We’re going on holiday this weekend, so the blog will probably be a bit quiet next week, but it’s amazing how much preparation and how long you spend getting the pets and animals ready for their carers. Probably more time than you spend packing!
With the cats, it’s making sure there’s enough cat food and litter. Is it all stored in the same place and easy to find, or will the food fall out the cupboard as the door is opened. Has the cat sitter been round to see where everything is? Have you made a note of feed rations, with contact numbers in case of emergency. Is the cat basket out the loft for such an emergency? Has anything in the house been left so it can be knocked over, or should that clean shirt be left there in case it becomes their bed for the week? It’s fairly straightforward, really, well except when they try to pack themselves!
But the to-do list with horses is far longer. So I thought I’d compile a list for anyone else planning a holiday.
- Who’s in charge? Have they been briefed and introduced to your horse?
- Is everything written down clearly for them?
- Emergency contacts – vet, farrier, you, a back up number for you. Just in case.
- Do they know where your first aid box is and any usual treatments you follow: e.g.

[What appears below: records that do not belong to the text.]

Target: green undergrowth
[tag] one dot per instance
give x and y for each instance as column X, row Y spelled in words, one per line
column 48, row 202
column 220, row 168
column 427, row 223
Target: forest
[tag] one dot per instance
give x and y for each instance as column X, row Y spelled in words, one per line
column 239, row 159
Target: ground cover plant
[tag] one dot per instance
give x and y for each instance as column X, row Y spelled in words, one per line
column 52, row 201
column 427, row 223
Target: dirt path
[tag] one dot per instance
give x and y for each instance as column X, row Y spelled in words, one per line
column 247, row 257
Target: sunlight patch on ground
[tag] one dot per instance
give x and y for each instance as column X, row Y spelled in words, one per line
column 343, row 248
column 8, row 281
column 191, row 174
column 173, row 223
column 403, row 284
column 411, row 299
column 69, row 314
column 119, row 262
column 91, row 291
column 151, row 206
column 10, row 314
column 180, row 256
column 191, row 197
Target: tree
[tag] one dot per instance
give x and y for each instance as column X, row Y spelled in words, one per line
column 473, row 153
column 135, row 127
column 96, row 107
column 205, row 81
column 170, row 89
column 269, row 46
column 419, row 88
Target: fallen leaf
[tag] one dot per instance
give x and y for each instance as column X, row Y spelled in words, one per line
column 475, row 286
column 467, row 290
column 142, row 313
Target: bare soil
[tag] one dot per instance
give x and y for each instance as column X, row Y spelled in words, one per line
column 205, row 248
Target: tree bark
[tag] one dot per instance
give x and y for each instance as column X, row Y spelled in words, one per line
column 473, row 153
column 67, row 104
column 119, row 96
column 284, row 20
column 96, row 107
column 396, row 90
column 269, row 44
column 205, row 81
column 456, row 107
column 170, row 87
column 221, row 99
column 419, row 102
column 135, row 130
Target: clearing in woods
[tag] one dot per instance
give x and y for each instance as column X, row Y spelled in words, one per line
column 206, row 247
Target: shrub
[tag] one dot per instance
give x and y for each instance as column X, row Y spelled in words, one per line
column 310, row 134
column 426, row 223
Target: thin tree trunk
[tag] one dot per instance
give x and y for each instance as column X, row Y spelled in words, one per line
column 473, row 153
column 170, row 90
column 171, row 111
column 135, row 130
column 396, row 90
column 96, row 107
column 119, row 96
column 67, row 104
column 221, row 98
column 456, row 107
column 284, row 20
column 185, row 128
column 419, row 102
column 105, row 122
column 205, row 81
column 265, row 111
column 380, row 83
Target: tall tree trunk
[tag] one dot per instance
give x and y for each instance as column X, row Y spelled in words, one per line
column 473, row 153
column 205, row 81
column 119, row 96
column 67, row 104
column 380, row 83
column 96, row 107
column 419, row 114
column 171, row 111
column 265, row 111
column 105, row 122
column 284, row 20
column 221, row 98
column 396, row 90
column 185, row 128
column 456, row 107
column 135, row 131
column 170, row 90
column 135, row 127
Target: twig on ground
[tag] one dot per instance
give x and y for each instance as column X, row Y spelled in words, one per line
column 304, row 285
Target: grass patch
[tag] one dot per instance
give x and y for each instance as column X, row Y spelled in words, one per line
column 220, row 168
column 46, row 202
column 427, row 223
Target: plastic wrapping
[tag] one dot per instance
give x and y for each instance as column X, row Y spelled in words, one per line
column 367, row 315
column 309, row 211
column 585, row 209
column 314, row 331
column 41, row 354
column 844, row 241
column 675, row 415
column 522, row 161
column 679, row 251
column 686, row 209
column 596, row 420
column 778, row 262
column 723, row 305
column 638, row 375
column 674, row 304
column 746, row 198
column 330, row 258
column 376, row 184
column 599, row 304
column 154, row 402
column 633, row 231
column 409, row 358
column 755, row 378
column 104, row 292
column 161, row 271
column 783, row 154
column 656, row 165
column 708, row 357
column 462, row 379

He often gets a runny eye so a used, cooled tea bag is put over to reduce the swelling.
- Hard feeds: depending on how long you’re away for, or how complicated the bucket feed is, you may choose to make up each feed into a plastic bag. In which case, you need to set time aside to do it, have somewhere dry to store them, and possibly do an extra feed or two in case you get delayed.
- Haynets. Again, you may want to fill a few days worth, to ease your horse-sitter’s workload, so time and storage need to be allocated. Otherwise you need to ensure there’s enough hay: either bought in or in your allocated area.
- Stable. This depends totally on the time of year, but I like to have the stable ready in case of an emergency even if my horse is living out at that time. In the winter, it’s considerate to do a very thorough muck out the day before you leave, putting in sufficient fresh bedding, and making sure there is plenty available for the horse-sitter.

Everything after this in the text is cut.